I know its boutique and all but $10 for a pint. :blink:


----------



## manticle (16/10/11)

I paid $10 for a pot size glass of Weistephaner Kordinian yesterday. $10 a pint isn't that crazy in this day and age.


----------



## insane_rosenberg (14/3/12)

Dropped in to Bullant on Friday with the family on the way out to the Buchan Caves.

Grabbed the tasting paddle: Pilsener, Pale, Brown, Stout. The others were nice but that stout really grabbed me. Must've grabbed a few others too as there were no take aways ready (still conditioning).

And the food: So good that SWMBO was talking about starting our own micro brewery! How's that for a recommendation?


----------



## wakkatoo (14/3/12)

Original link doesn't seem to be working.
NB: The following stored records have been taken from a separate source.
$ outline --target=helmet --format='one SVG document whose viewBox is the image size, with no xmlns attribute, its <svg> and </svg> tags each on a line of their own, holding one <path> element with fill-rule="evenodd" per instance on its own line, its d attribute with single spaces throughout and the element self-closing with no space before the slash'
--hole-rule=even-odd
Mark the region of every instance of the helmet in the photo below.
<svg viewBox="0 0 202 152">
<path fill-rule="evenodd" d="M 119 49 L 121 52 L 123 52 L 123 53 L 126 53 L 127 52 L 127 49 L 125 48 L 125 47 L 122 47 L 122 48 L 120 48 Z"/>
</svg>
Try this one instead: LINKY


----------



## Truman42 (10/3/13)

Staying at Lakes for the weekend with the missus and just went to the Bullant brewery for lunch. It was bloody hot and humid up there today and we sweltered outside even in the shade. The missus ordered a carafe of water and poured most of it down my back. It was bloody good in that heat. 
We ordered the seafood platter and it was fantastic. 

Had a tasting paddle of their stout, brown ale, extra bitter and the IPA. 

Enjoyed them all and also had a Mossiface pale ale which was fantastic. Hopped with POR and US Cascade. 

Had a chat to the brewer and he gave me some good recipe tips. This will be my next brew for sure. 

Anyway back to the pool for me.


----------



## Truman42 (11/3/13)

Went back to Bullant today on our way back from Buchan caves. The master brewer their Neal came over and had a beer with the missus and I. Turns out he owns the place. Built it himself and got it all up and running. He used to be a home brewer and turned his passion for home brewing into his livelihood. 

Top bloke very friendly and chatted to us for almost an hour. Told us all about how he started out and what he had to do to get where he is today. If your looking for a great feed, some great beers and love to chat to a fellow HBer who's now living the dream I thoroughly recommend taking the trip to Bruthen and calling in to say g'day.


----------